Local residents have complained of ‘traffic chaos’ since Clarkson’s hit TV show Clarkson’s Farm aired last June.
Clarkson, who films at his own farm shop for Amazon Prime Video show Clarkson’s Farm, had faced around 30 objection comments from villagers with some citing concerns over traffic chaos around Chadlington, Oxford
The presenter’s new plans involve trying to reduce congestion and visitors parking on the road by creating a new parking area marked out by straw bales where around 60 cars can park with an additional four disabled spaces and cycle parking.
The plans include a tarmac surfaced entrance and separate exit, a fenced paddock screened from the road by a new hedgerow and wildflower margins to ‘create a soft buffer between crops and the farm shop’.
It also proposes the building of 1.8m tall willow hurdles and hedgerows of native species such as Acer Campestre, Malus Sylvestris and Quercus Robur to screen off the car park.
But planning documents reveal that many local residents fear that the site is being over developed.
The parish council objected to the application, saying it ‘would remove some, but not all, vehicles from the road given the visitor numbers experienced, and would not reduce the current number of vehicle movements in the area which is a safety concern’.
Thames Valley Police’s crime prevention design advisor Kevin Cox said the applicant must provide details of what would be done to control parking at busy times to stop ‘safety issues and disruption and a subsequent demand on police resourcing as seen previously’.
However, those in favour said parking facilities for the farm shop are much needed and will ease pressure on surrounding roads while boosting the local economy.
The plans, which have been rejected, showed a new entrance and exit system, with hedgerows proposed to be planted and the number of parking spaces increased
A 10-space car park was approved for the shop last year, but it quickly overflowed after the farm’s popularity boomed following the release of the Amazon Prime Video series Clarkson’s Farm
One resident seemed resigned to the ongoing development of the site and said that people may have ‘reluctantly concluded that the best option is to support this application given everyone’s concerns for averting a bad accident’.
Nigel Winser, from Chadlington, wrote in his letter of objection: ‘If the Farm Shop was loyal to selling local farm produce, the small car park is appropriate.
‘Alas the shop is already selling souvenirs, that attract large number of buyers from all corners of the UK.
‘This trend will continue to grow year on year, with increasing number of national and international buyers.

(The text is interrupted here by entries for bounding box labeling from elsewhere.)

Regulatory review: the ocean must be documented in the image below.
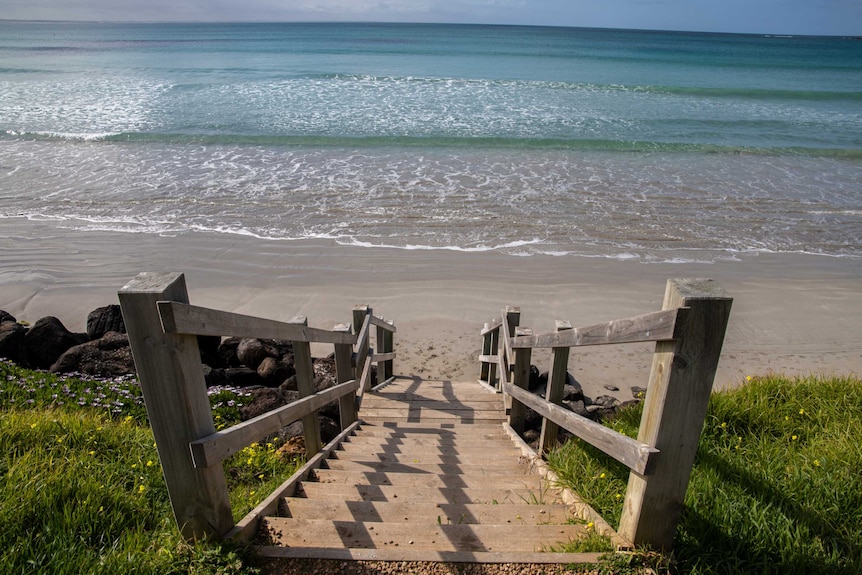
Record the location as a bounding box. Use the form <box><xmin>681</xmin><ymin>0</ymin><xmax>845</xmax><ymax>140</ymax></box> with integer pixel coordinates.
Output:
<box><xmin>0</xmin><ymin>21</ymin><xmax>862</xmax><ymax>265</ymax></box>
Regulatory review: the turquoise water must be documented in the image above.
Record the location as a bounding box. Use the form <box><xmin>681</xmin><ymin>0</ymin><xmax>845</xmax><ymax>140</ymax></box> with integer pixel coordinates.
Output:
<box><xmin>0</xmin><ymin>22</ymin><xmax>862</xmax><ymax>262</ymax></box>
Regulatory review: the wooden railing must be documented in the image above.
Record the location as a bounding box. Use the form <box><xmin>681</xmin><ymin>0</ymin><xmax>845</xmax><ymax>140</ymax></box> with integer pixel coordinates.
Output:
<box><xmin>479</xmin><ymin>279</ymin><xmax>733</xmax><ymax>550</ymax></box>
<box><xmin>119</xmin><ymin>274</ymin><xmax>395</xmax><ymax>539</ymax></box>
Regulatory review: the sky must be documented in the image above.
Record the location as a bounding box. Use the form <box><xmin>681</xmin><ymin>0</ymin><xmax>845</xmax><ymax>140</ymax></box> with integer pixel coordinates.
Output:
<box><xmin>5</xmin><ymin>0</ymin><xmax>862</xmax><ymax>36</ymax></box>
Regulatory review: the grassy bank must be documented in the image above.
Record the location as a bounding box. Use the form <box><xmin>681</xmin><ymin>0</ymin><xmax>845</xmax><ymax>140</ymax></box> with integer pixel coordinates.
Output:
<box><xmin>0</xmin><ymin>362</ymin><xmax>298</xmax><ymax>575</ymax></box>
<box><xmin>550</xmin><ymin>377</ymin><xmax>862</xmax><ymax>575</ymax></box>
<box><xmin>0</xmin><ymin>362</ymin><xmax>862</xmax><ymax>574</ymax></box>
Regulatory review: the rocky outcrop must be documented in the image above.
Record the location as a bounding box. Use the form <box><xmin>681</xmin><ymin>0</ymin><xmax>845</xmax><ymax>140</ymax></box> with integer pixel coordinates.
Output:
<box><xmin>49</xmin><ymin>331</ymin><xmax>135</xmax><ymax>377</ymax></box>
<box><xmin>0</xmin><ymin>310</ymin><xmax>27</xmax><ymax>365</ymax></box>
<box><xmin>24</xmin><ymin>316</ymin><xmax>89</xmax><ymax>369</ymax></box>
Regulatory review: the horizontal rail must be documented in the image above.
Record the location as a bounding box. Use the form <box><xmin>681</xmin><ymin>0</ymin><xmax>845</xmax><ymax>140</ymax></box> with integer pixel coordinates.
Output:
<box><xmin>371</xmin><ymin>315</ymin><xmax>398</xmax><ymax>333</ymax></box>
<box><xmin>503</xmin><ymin>383</ymin><xmax>658</xmax><ymax>475</ymax></box>
<box><xmin>158</xmin><ymin>301</ymin><xmax>356</xmax><ymax>344</ymax></box>
<box><xmin>506</xmin><ymin>308</ymin><xmax>688</xmax><ymax>349</ymax></box>
<box><xmin>189</xmin><ymin>379</ymin><xmax>360</xmax><ymax>467</ymax></box>
<box><xmin>479</xmin><ymin>317</ymin><xmax>503</xmax><ymax>335</ymax></box>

Good for tourism, but not for sustainable farming in a beautiful area of national importance, for nature.
‘Permission for this car park, will be the thin end of wedge, known as “planning creep”.
‘Visitor numbers will grow, a large restaurant will be established, high lighting will have to be added and before long, this will become a major UK visitor attraction, bringing increased road safety and environmental risks to the whole valley.’
A 10-space car park was approved for the shop last year, but it quickly overflowed after the farm’s popularity boomed following the release of Clarkson’s Farm.
Chadlington resident Michael Cooper, claimed in his comments that the plans showed ‘no respect or consideration’ for neighbours or the fact that the site was in an area of outstanding beauty.
He added: ‘The planned entrance and exit will not necessarily improve road safety and traffic flow. With an extra ‘pinch point’ and being so close together there is the potential for additional issues and accidents.’